Washington County School District board members used the Feb. 26 work session to expand a safety-focused list of capital priorities and to direct staff to include a Career & Technical (CT) high school on the district's upcoming bond proposal.
District operations staff summarized a package of options that would address immediate safety concerns at elementary and secondary campuses: perimeter fencing intended primarily to keep students on campus, secured office entry points ("buzz-in" visitor control), replacement of wood playground surfacing with rubberized surfacing, and coordinated installation of shade structures at playgrounds so work is not duplicated. Staff estimated that the combined scope of fencing and door/security work across remaining campuses could be "less than a million dollars" as a planning-level figure, and said a phased approach would be used.
Springdale Elementary drew specific attention: staff reported the school currently lacks a distinct reception area and visitors must ring a doorbell to enter directly into classroom space. Board members suggested a small front addition or secured reception area at Springdale to separate visitors from direct classroom access.
Resource officers and operating choices
Several board members and staff discussed school resource officers (SROs). Presenters described recent agreements to add SRO coverage at middle and high school levels and noted that the cost for a full-time resource officer was roughly in the neighborhood of $90,000 per officer annually. Some board members argued SROs may be cost-effective and immediately protective compared with structural changes alone, while others urged caution about turning schools into fortresses and advocated retaining supports such as counselors and mental-health services.
Capital vs. operational trade-offs
Board members repeatedly noted that security cameras and monitoring systems create ongoing maintenance and personnel costs; one board member warned that cameras primarily document incidents after events occur. Several members said perimeter fencing and interior door controls are more preventative. Staff recommended that shade-structure installation be sequenced with playground-surface replacement to avoid rework.

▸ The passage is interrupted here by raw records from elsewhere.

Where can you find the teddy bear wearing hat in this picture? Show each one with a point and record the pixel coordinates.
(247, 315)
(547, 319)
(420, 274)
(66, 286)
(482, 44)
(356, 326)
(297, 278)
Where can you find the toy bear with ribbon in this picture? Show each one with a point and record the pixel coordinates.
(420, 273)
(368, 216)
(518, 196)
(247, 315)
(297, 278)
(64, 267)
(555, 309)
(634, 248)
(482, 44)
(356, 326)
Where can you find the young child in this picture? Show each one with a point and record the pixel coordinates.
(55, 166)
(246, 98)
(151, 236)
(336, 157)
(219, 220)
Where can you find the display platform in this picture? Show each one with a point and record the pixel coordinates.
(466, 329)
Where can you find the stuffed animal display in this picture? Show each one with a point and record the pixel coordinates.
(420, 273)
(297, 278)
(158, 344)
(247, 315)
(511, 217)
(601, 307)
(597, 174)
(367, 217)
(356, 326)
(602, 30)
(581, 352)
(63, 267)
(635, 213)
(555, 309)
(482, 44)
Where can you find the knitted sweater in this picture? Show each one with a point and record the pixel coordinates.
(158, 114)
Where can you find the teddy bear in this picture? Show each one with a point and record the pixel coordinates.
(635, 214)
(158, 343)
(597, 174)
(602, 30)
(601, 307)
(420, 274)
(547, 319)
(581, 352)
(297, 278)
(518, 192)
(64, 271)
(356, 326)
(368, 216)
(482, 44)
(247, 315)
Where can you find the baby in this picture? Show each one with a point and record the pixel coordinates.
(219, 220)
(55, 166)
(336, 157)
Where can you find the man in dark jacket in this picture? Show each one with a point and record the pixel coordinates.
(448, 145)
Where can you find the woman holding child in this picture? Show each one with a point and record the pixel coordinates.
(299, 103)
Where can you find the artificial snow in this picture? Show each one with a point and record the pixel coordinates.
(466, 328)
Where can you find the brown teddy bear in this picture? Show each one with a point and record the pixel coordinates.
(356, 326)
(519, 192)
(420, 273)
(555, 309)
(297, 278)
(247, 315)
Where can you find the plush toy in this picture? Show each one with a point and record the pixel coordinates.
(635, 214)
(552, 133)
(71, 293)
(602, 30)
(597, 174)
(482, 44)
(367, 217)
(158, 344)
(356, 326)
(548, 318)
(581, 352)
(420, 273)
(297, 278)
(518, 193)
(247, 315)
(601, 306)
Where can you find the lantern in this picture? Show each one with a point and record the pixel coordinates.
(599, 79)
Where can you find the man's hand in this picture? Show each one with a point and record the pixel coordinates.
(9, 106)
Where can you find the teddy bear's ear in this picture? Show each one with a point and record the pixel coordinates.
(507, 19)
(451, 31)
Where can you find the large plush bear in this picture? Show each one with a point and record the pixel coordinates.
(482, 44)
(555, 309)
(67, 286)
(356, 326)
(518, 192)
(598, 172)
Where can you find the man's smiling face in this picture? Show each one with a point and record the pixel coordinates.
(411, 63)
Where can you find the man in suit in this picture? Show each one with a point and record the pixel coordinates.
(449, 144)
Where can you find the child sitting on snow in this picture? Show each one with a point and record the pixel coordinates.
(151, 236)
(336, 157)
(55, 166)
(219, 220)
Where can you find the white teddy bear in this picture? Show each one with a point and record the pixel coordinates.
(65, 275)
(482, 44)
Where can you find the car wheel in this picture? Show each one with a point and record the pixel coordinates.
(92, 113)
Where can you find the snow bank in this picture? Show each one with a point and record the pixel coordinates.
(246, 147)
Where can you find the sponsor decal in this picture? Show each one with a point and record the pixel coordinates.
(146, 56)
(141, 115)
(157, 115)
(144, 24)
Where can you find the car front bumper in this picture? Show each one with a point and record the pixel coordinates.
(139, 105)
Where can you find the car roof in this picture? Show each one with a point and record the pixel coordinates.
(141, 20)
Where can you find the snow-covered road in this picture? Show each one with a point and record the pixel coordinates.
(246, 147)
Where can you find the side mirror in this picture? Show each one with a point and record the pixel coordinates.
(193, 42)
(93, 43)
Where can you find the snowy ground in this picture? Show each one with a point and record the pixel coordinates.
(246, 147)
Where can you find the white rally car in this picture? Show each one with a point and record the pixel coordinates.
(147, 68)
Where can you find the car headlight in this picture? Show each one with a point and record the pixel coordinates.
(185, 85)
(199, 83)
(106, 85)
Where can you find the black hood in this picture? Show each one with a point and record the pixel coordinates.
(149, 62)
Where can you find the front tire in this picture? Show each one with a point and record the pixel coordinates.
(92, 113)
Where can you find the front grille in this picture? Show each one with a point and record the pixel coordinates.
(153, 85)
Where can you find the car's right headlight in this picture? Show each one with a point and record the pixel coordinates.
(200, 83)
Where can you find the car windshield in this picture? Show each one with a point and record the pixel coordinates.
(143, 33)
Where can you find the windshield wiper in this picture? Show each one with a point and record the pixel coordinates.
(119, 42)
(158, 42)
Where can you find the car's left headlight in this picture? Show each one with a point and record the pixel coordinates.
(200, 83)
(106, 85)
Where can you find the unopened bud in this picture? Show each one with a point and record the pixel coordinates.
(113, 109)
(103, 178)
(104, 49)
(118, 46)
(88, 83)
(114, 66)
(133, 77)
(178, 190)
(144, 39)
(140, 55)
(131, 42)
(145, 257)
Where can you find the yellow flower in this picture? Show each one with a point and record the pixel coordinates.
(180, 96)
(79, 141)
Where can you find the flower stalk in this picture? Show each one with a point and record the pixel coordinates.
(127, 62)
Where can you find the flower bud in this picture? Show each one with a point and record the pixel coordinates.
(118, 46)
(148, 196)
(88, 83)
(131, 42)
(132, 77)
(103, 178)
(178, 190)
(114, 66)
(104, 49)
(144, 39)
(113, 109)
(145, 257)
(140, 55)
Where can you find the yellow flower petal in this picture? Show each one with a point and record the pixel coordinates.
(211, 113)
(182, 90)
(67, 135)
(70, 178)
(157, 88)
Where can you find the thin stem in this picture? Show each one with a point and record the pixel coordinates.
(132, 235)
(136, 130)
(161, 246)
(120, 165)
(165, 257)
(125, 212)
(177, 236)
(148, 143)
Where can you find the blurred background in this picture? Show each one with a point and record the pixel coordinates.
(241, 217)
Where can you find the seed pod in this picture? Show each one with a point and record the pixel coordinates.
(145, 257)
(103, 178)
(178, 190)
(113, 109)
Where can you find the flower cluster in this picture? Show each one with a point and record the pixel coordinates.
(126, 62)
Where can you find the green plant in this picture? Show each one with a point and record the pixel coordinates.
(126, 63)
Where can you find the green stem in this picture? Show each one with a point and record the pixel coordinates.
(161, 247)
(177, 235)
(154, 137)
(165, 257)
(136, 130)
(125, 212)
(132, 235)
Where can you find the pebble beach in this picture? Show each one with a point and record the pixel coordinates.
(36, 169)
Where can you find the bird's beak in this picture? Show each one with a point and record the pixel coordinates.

Bond direction and CT High School planning
The board discussed a proposal to include a CT high school on the district's bond package. Staff described a planning envelope of roughly $20'$25 million as a starting figure for a phase 1 build and suggested beginning community engagement and pathway planning immediately if the board directs the item be placed on the bond. Several board members voted verbally in favor of including the CT high school on the coming bond; one board member expressed hesitation. In the meeting the chair summarized direction as support for including the CT high school on this bond.
Board members emphasized a community-driven pathways process to determine which occupational tracks the CT high school should offer. Staff recommended convening industry and higher-education partners (local businesses, Dixie Tech, Mountainland and Dixie State was discussed) and running focused community meetings to refine 5'10 initial pathways and to size the facility accordingly. A community meeting to begin that outreach was scheduled for March (district staff discussed dates in late March and April; staff later proposed a series of spring meetings).
Scheduling and short-term capital actions
The board also discussed near-term scheduling: staff said elementary door and playground work could be phased and that shade structures already under local fundraising should be paused until the district coordinates installations. Campus fencing would be configured to allow after-hours public access at certain fields that function as parks, with gates opened for community use.
The board accepted a motion later in the meeting to appoint a new Water Canyon Elementary principal (see "Votes at a glance"), and asked staff to begin property search and preliminary planning work for the CT high school now that the board had given direction to include the project on the bond.
Ending
Board members agreed to continue community outreach and pathway planning while including school-safety items and the CT high school in bond planning. Staff will return cost estimates, property options and proposed pathway partners as the district moves toward a bond-timeframe schedule.